Mr. BRANDT: Well, it was an old quest that had been going on for 300 years, or nearly 300 years by that time. And the public was very enthusiastic that it was being renewed after the Napoleonic wars. The country was feeling good about itself. This had been a historic mission that the English had assigned themselves to do many centuries before. They felt it was their time and that nothing could stop them.

RAZ: There were a series of these expeditions, and about at least 15 of them until 1845 when Britain’s admiralty decides to sponsor a new expedition, again, to find the Northwest Passage. John Franklin is tapped to lead this expedition but he was the last choice, right?

Mr. BRANDT: He was the last choice. He was 59 years old. He had no business doing this again but he was trying to save his reputation.

RAZ: I mean, he had already been on a few of these expeditions before.

Mr. BRANDT: Right.

RAZ: And he wasn’t sort of a hero out of central casting. He was described as, quote, “looking something like a stuffed bear.”

Mr. BRANDT: Yes. He was pudgy. He said if he had to walk around on the ice, he probably wasn’t the person to do it. But all he had to do was stay on ship and direct things.

RAZ: So, the journey starts out okay but what happens sort of a few weeks in?

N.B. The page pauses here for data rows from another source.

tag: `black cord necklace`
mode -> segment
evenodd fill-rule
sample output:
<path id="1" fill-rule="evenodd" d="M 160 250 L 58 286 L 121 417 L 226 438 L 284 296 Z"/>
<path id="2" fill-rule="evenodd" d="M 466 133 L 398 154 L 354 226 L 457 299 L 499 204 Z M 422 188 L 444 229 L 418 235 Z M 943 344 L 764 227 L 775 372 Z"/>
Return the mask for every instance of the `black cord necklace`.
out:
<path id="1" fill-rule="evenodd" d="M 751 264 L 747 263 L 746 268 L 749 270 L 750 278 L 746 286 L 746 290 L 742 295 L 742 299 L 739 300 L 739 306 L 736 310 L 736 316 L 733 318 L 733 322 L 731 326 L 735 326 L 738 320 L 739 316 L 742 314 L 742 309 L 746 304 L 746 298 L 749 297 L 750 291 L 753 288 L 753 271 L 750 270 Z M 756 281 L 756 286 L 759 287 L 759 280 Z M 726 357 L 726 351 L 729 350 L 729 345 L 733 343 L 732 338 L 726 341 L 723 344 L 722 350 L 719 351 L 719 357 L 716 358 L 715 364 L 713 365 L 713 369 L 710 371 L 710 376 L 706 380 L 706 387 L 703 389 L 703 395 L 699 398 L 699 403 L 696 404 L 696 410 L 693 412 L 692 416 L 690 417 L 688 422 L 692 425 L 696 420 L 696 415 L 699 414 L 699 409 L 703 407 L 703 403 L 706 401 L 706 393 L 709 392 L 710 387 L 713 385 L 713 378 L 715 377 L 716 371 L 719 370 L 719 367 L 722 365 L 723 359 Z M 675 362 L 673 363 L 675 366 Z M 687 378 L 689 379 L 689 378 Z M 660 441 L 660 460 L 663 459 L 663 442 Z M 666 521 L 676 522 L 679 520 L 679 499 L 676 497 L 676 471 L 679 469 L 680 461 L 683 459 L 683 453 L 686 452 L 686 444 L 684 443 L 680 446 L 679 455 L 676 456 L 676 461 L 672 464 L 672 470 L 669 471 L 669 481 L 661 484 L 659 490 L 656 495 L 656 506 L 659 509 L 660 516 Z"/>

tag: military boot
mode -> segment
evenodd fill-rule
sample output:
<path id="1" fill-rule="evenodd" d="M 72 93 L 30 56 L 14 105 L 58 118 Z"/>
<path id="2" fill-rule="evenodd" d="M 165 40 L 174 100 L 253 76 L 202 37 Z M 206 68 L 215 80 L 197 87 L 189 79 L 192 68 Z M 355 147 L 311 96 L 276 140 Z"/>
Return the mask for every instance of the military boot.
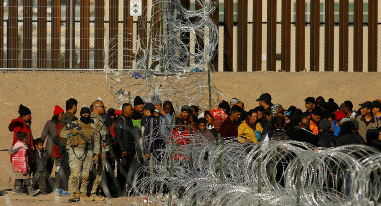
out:
<path id="1" fill-rule="evenodd" d="M 30 196 L 34 196 L 40 192 L 40 190 L 35 190 L 32 187 L 32 185 L 26 186 L 26 189 L 28 190 L 28 193 Z"/>
<path id="2" fill-rule="evenodd" d="M 103 201 L 104 200 L 104 198 L 101 196 L 96 195 L 95 194 L 92 194 L 90 195 L 90 198 L 94 198 L 95 201 Z"/>
<path id="3" fill-rule="evenodd" d="M 95 200 L 94 198 L 89 198 L 87 195 L 86 195 L 86 193 L 81 193 L 80 196 L 79 200 L 81 201 L 90 202 Z"/>
<path id="4" fill-rule="evenodd" d="M 68 202 L 75 202 L 75 199 L 74 198 L 74 193 L 70 193 L 69 195 L 69 199 L 67 199 Z"/>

Mr. BRANDT: They left Baffin Bay in August, I think, of 1845. They headed into Lancaster Sound and nobody saw them after that. Not a word came out. They disappeared for three years. And in 1848, the admiral team got worried and said we got to look for them and find them. Eleven years they searched for them.

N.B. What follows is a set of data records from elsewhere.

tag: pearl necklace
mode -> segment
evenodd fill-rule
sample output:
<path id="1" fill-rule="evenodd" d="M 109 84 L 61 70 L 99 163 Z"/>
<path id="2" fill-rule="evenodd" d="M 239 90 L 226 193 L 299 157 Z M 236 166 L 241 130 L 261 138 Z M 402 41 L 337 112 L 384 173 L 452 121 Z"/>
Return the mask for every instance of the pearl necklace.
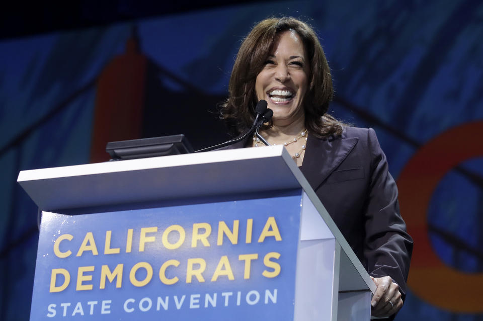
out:
<path id="1" fill-rule="evenodd" d="M 286 141 L 285 142 L 283 143 L 284 146 L 288 146 L 290 144 L 293 144 L 293 143 L 297 142 L 299 139 L 304 139 L 305 140 L 305 141 L 303 142 L 304 143 L 302 144 L 302 148 L 300 149 L 300 150 L 298 152 L 296 152 L 295 154 L 292 156 L 292 158 L 295 159 L 295 158 L 297 158 L 299 157 L 300 155 L 302 154 L 302 153 L 303 152 L 303 151 L 305 150 L 305 147 L 307 146 L 307 134 L 308 133 L 308 131 L 306 129 L 304 129 L 303 131 L 302 131 L 302 132 L 300 133 L 300 135 L 299 135 L 297 137 L 294 137 L 292 139 L 292 140 L 289 140 L 288 141 Z M 255 147 L 261 147 L 265 145 L 263 143 L 260 143 L 262 142 L 260 140 L 260 139 L 258 137 L 257 137 L 256 134 L 253 134 L 253 141 L 255 143 Z M 273 144 L 272 146 L 275 146 L 276 145 L 277 145 L 277 144 Z"/>

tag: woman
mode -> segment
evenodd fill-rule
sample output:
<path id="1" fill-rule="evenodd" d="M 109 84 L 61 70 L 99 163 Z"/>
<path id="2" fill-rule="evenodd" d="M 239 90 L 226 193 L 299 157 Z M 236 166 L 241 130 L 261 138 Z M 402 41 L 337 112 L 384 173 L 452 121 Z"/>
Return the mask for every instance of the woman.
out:
<path id="1" fill-rule="evenodd" d="M 393 317 L 406 295 L 413 240 L 374 130 L 327 113 L 334 91 L 316 35 L 293 18 L 261 22 L 242 44 L 229 91 L 221 114 L 233 132 L 250 128 L 257 102 L 267 101 L 273 117 L 261 135 L 285 145 L 372 277 L 372 314 Z M 231 148 L 259 145 L 254 137 Z"/>

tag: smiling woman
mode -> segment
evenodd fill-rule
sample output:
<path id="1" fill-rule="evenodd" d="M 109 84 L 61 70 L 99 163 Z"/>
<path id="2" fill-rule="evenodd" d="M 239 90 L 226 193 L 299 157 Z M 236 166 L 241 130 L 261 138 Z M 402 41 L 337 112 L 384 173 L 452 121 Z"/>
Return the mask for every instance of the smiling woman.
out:
<path id="1" fill-rule="evenodd" d="M 260 22 L 240 47 L 228 89 L 221 117 L 232 132 L 250 128 L 257 102 L 267 101 L 273 117 L 260 134 L 285 146 L 373 277 L 372 314 L 393 318 L 406 295 L 413 240 L 374 130 L 327 113 L 334 90 L 317 35 L 291 18 Z M 254 136 L 228 148 L 259 143 Z"/>

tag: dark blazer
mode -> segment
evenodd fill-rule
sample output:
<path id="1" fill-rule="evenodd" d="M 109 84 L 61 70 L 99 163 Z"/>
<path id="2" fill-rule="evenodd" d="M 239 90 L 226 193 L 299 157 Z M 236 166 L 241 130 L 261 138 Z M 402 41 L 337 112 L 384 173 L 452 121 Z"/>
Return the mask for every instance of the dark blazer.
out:
<path id="1" fill-rule="evenodd" d="M 305 152 L 300 170 L 357 257 L 371 275 L 392 278 L 404 297 L 413 239 L 374 130 L 347 127 L 323 139 L 309 135 Z"/>

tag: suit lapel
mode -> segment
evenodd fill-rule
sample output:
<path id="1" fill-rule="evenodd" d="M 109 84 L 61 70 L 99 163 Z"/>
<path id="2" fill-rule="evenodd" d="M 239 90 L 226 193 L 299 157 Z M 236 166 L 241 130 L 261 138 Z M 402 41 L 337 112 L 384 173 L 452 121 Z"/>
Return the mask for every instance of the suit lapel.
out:
<path id="1" fill-rule="evenodd" d="M 342 136 L 319 139 L 309 135 L 300 170 L 314 190 L 347 157 L 359 138 Z"/>

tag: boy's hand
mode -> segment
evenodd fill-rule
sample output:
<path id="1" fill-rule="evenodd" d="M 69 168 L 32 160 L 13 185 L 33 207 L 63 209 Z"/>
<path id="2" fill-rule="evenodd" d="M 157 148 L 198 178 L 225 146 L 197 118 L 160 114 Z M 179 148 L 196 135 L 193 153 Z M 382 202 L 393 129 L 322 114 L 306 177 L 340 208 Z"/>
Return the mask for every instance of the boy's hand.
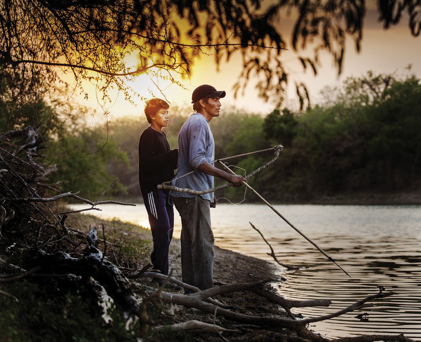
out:
<path id="1" fill-rule="evenodd" d="M 210 202 L 210 208 L 216 208 L 216 205 L 218 204 L 218 200 L 216 199 L 216 198 L 215 197 L 215 195 L 213 195 L 213 202 Z"/>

What they found eventually was a single piece of paper describing up to a certain point what had happened. They had gotten trapped in the ice after their first year unable to move. The ice was slowly taking them, drifting them south at the rate of about 14, 15 miles a month, maybe not even that fast. And it was clearly polar ice, thick ice, and there was no way out. They had been trapped there for two years.

RAZ: And most of the crew survives for these two years. The survivors do abandon the ships and eventually, everybody died. They had plenty of food. Why didn’t they survive?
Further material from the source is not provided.